Thursday, January 17, 2013

Warm(ish) Weather, The Light Method, and Egg Count

After a week of very cold temperatures for here, ones where I had to put a heater in the garage just to keep it moderately cold, we're in the 40s again for daytime temps - a pretty standard thing for this area, this time of year.

the chickens love it- back to several hours outside a day, lots of dusting.  The silly things all found the "Perfect" spot yesterday, and all tried to dust in it at the same time.  If you've never seen a chicken dust, they lay over in a wallow of dirt, flap their wings to throw dirt around and onto their backs, stretch their wings and tails out to the sun, and get this look on their faces that's a cross between beatitude and stupification.  You can pretty well do anything to my chickens when they are in this state; it's how one go stepped on in November by the mostly blind dog!  All is well there - Pip was a bit startled and came to sit by me for a while after the offended madam jumped up and squawed in her face, and then proceeded to stomp around the yard bellowing, her ego the only thing hurt.

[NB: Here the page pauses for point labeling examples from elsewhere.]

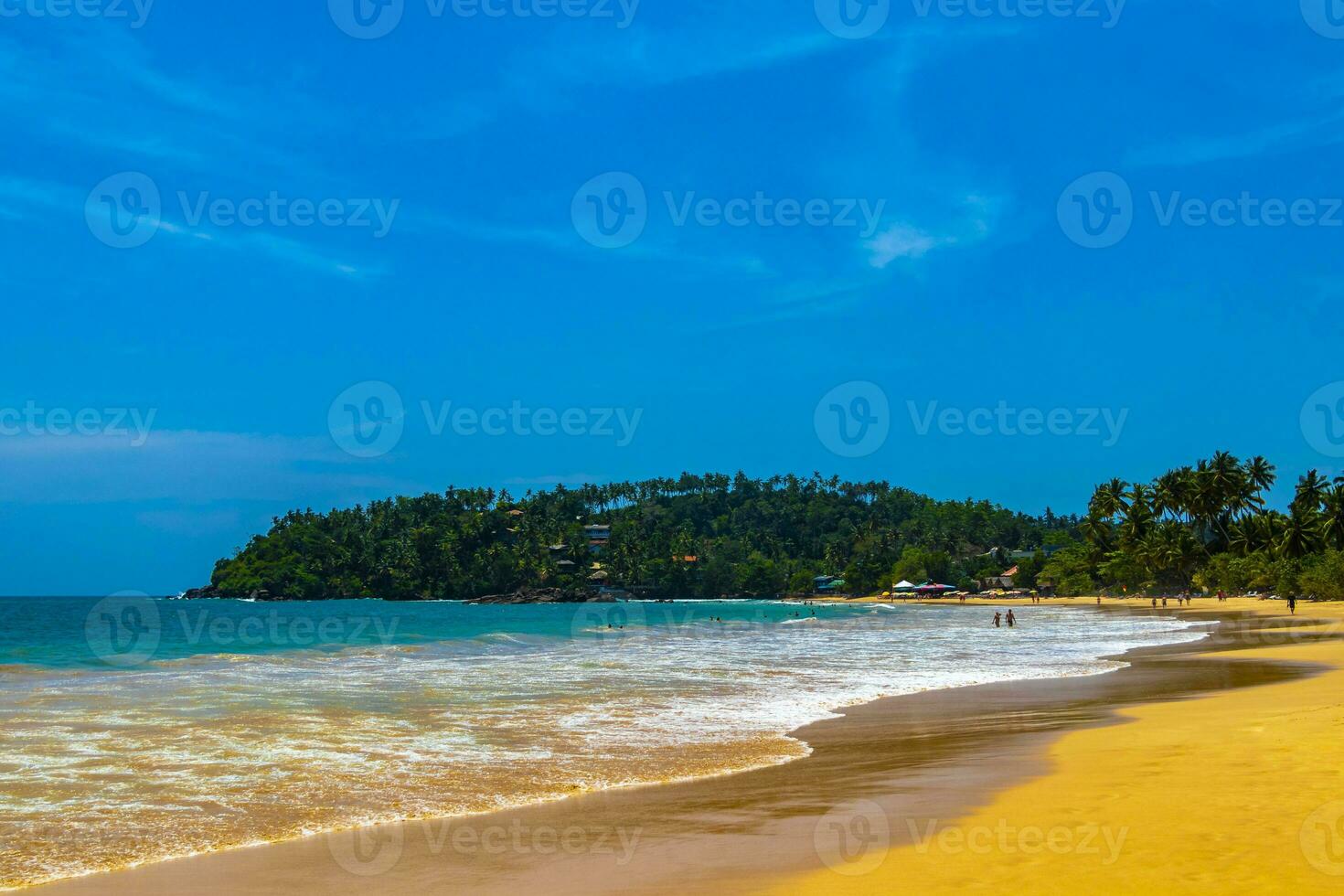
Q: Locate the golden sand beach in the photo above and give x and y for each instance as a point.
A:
(1199, 767)
(1232, 792)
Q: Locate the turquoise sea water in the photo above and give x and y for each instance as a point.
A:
(132, 629)
(134, 730)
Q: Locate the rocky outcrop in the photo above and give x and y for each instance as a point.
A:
(548, 595)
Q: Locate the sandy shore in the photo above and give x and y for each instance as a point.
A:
(1195, 769)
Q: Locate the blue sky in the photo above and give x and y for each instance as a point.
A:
(694, 344)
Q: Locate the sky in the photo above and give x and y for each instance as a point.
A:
(272, 255)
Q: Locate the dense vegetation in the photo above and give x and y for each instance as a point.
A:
(695, 536)
(1206, 527)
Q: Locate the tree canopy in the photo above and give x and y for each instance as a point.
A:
(709, 535)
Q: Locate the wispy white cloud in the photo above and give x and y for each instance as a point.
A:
(48, 197)
(902, 240)
(185, 465)
(568, 240)
(906, 240)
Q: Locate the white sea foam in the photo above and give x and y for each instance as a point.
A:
(229, 749)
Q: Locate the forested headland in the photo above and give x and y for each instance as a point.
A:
(1200, 527)
(695, 536)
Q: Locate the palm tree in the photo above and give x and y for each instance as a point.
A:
(1301, 535)
(1332, 520)
(1109, 498)
(1260, 473)
(1138, 515)
(1310, 492)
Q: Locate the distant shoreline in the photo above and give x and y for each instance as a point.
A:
(892, 729)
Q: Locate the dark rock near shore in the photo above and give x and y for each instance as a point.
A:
(546, 595)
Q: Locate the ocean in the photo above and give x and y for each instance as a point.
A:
(136, 730)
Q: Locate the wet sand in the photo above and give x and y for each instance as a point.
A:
(912, 764)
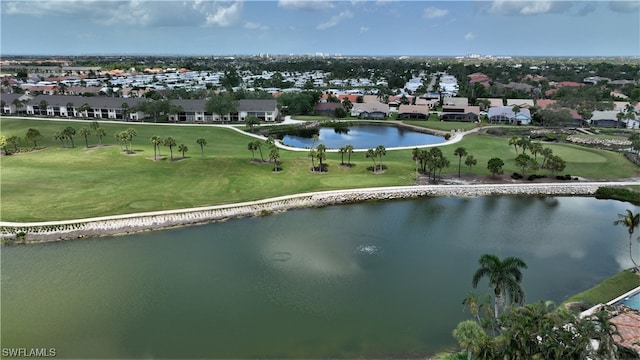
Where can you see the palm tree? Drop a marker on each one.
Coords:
(14, 140)
(33, 135)
(631, 221)
(313, 154)
(100, 133)
(321, 154)
(515, 141)
(342, 151)
(183, 149)
(68, 132)
(380, 152)
(202, 142)
(349, 150)
(470, 336)
(371, 154)
(58, 135)
(470, 161)
(504, 277)
(251, 146)
(460, 152)
(156, 141)
(170, 142)
(85, 131)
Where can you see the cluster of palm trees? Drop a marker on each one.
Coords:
(526, 162)
(533, 331)
(430, 161)
(373, 154)
(170, 142)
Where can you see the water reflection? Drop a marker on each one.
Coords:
(367, 280)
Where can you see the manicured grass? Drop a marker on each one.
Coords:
(608, 289)
(442, 125)
(58, 183)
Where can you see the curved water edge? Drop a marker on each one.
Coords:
(35, 232)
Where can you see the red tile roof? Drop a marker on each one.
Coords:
(629, 328)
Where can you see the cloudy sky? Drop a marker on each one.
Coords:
(357, 27)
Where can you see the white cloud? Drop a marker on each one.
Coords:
(134, 12)
(225, 16)
(624, 6)
(433, 12)
(307, 5)
(335, 20)
(255, 26)
(510, 7)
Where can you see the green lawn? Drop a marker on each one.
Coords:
(608, 290)
(58, 183)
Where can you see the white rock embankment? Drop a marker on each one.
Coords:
(129, 223)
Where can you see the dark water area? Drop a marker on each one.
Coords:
(364, 137)
(381, 279)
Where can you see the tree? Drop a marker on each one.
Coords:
(380, 152)
(183, 149)
(125, 111)
(546, 154)
(131, 133)
(59, 135)
(202, 142)
(13, 140)
(222, 104)
(42, 105)
(85, 131)
(504, 277)
(631, 221)
(156, 141)
(349, 149)
(460, 152)
(470, 336)
(526, 162)
(170, 143)
(313, 154)
(274, 154)
(69, 108)
(371, 154)
(555, 164)
(495, 166)
(251, 121)
(342, 151)
(69, 132)
(515, 141)
(321, 154)
(251, 146)
(470, 161)
(33, 135)
(100, 133)
(535, 148)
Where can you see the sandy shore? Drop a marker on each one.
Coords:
(130, 223)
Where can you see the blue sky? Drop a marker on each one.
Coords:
(357, 27)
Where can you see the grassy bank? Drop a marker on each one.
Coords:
(608, 289)
(84, 182)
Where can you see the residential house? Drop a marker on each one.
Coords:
(506, 115)
(460, 113)
(370, 110)
(413, 112)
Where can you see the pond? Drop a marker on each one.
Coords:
(372, 280)
(365, 137)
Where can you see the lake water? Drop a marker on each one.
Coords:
(365, 137)
(380, 279)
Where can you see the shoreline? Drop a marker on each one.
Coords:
(38, 232)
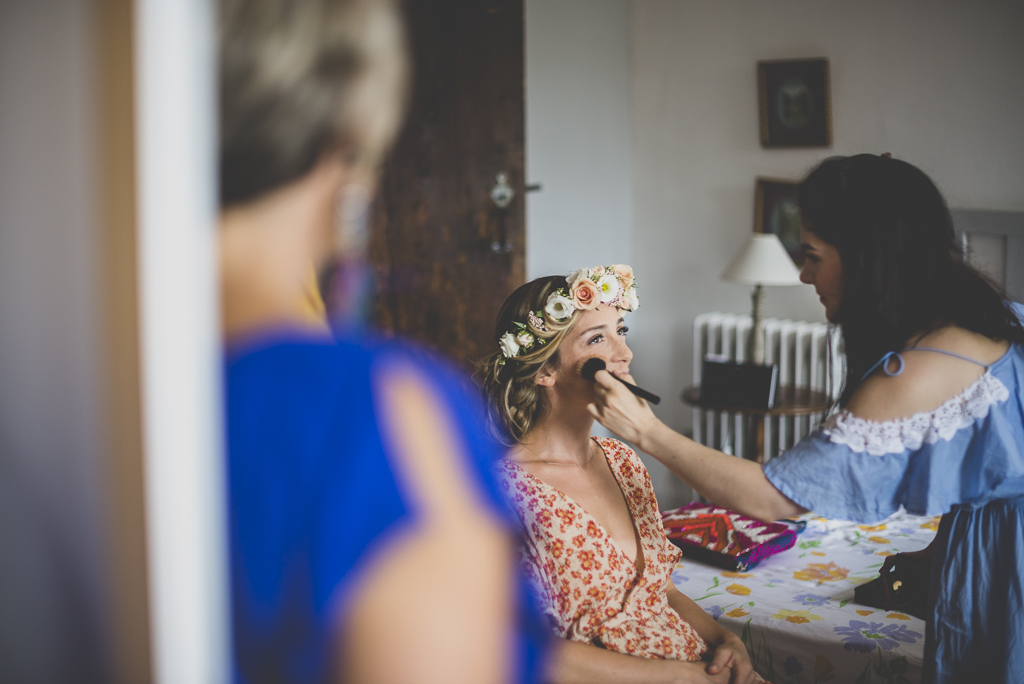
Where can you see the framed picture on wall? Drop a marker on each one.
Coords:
(795, 102)
(776, 209)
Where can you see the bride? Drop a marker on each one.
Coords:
(593, 543)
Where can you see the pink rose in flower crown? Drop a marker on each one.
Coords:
(625, 273)
(585, 294)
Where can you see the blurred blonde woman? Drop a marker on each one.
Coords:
(368, 542)
(593, 542)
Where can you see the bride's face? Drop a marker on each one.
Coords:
(599, 332)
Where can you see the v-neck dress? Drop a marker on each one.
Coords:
(591, 590)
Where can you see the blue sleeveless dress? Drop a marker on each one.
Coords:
(312, 496)
(965, 461)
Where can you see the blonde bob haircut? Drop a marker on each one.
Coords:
(301, 79)
(515, 401)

So happy chickens the past two days; sadly nothing green poking out in the run, but a great deal of dusting, and pecking and scratching has been had.

So happy have they been, that today EVERY chicken laid an egg. All seven birds, even the one who has not laid in over a month due to her molting.  Now that her feathers are growing back in quite well, she decided to give it a go,  Just like when they started laying, the egg was rather small and had a trace of blood on it.  The chicken is quite fine - she was checked - it's just what happens sometimes when the vent isn't used to having an egg squeezed out of it.  Seven eggs.  We've not seen that since early November, when it was warm then too.

But the warmth has nothing to do with it.  What matters is the LIGHT.  Chickens lay a lot in the later spring, summer and fall. Why? Because the days are long in terms of sunlight. Chickens are used to 12-14 hours of sunlight.  If left to their own, during the darker time of year, there will be fewer eggs and sometimes no eggs at all.

The way to combat that is what I've been calling the light method.  You put a light on in their coop to emulate a summer light cycle.  The light goes on around 6 am, stay on until 6 pm or later.  Now, you DO have to give them the cycle of darkness too.  If you do not, they get weird, and will not settle down on their roosts to sleep.  How we've been doing it here is light on early morning, off when the sunlight is coming in through their windows, and then the light goes on about 4 pm.  Since they are in the coop in the garage, we have the light inside the coop, and the light in the garage.  When I turn off the light inside the coop, I leave the light in the garage on for about a half hour so they have enough light to move about the coop, get settled for the night. I come in, check to see if they are all settled, tell then goodnight, and the garage light goes off.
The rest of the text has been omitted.